A touch screen 100″ according to still another embodiment may have an antenna pattern 180′ formed in an inactive region R2 of the second substrate 140 rather than the first substrate 110 and be formed outside the second electrode wiring 160, as shown in FIG. 8.

According to the present invention, the antenna of the short range radio communication module is formed on the touch screen, thereby making it possible to improve freedom in design of the terminal mounted on the touch screen, reduce the manufacturing costs, and simplify the manufacturing process.

In addition, according to the present invention, the antenna pattern formed on the touch screen is made of the same material as that of the electrode pattern of the touch screen, thereby making it possible to simplify the manufacturing process, and the antenna pattern is made of the transparent conductive polymer, thereby making it possible to remove a bezel structure from the terminal

Although the preferred embodiments of the present invention have been disclosed for illustrative purposes, those skilled in the art will appreciate that various modifications, additions and substitutions are possible, without departing from the scope and spirit of the invention as disclosed in the accompanying claims. Accordingly, such modifications, additions and substitutions should also be understood to fall within the scope of the present invention.

Claims

1. A touch screen having an antenna pattern, comprising:

a first substrate that includes a first electrode pattern formed in an active region and a first electrode wiring formed in an inactive region disposed outside the active region and connected to the first electrode pattern;

a second substrate that includes a second electrode pattern opposite to the first electrode pattern and a second electrode wiring connected to the second electrode pattern;

a spacer that is formed between the first substrate and the second substrate to space the first electrode pattern from the second electrode pattern; and

an antenna pattern that is formed in the inactive region.

2. The touch screen having an antenna pattern as set forth in claim 1, wherein the antenna pattern is formed in the inactive region of the first substrate and is formed outside the first electrode wiring.

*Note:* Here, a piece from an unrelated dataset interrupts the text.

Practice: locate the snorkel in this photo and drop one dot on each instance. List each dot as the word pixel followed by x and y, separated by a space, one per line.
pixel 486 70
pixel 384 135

3. The touch screen having an antenna pattern as set forth in claim 1, wherein the antenna pattern is formed in the inactive region of the second substrate and is formed outside the second electrode wiring.

4. The touch screen having an antenna pattern as set forth in claim 1, wherein the antenna pattern is made of the same material as that of the first electrode pattern or the first electrode wiling.

5. The touch screen having an antenna pattern as set forth in claim 4, wherein the antenna pattern is made of a transparent conductive polymer.

6. The touch screen having an antenna pattern as set forth in claim 1, wherein an end of the first electrode wiring, an end of the second electrode wiring, and an end of the antenna pattern are collected at a connection unit formed at one side of the touch screen.

7. The touch screen having an antenna pattern as set forth in claim 1, wherein the touch screen is a resistive touch screen or a capacitive touch screen.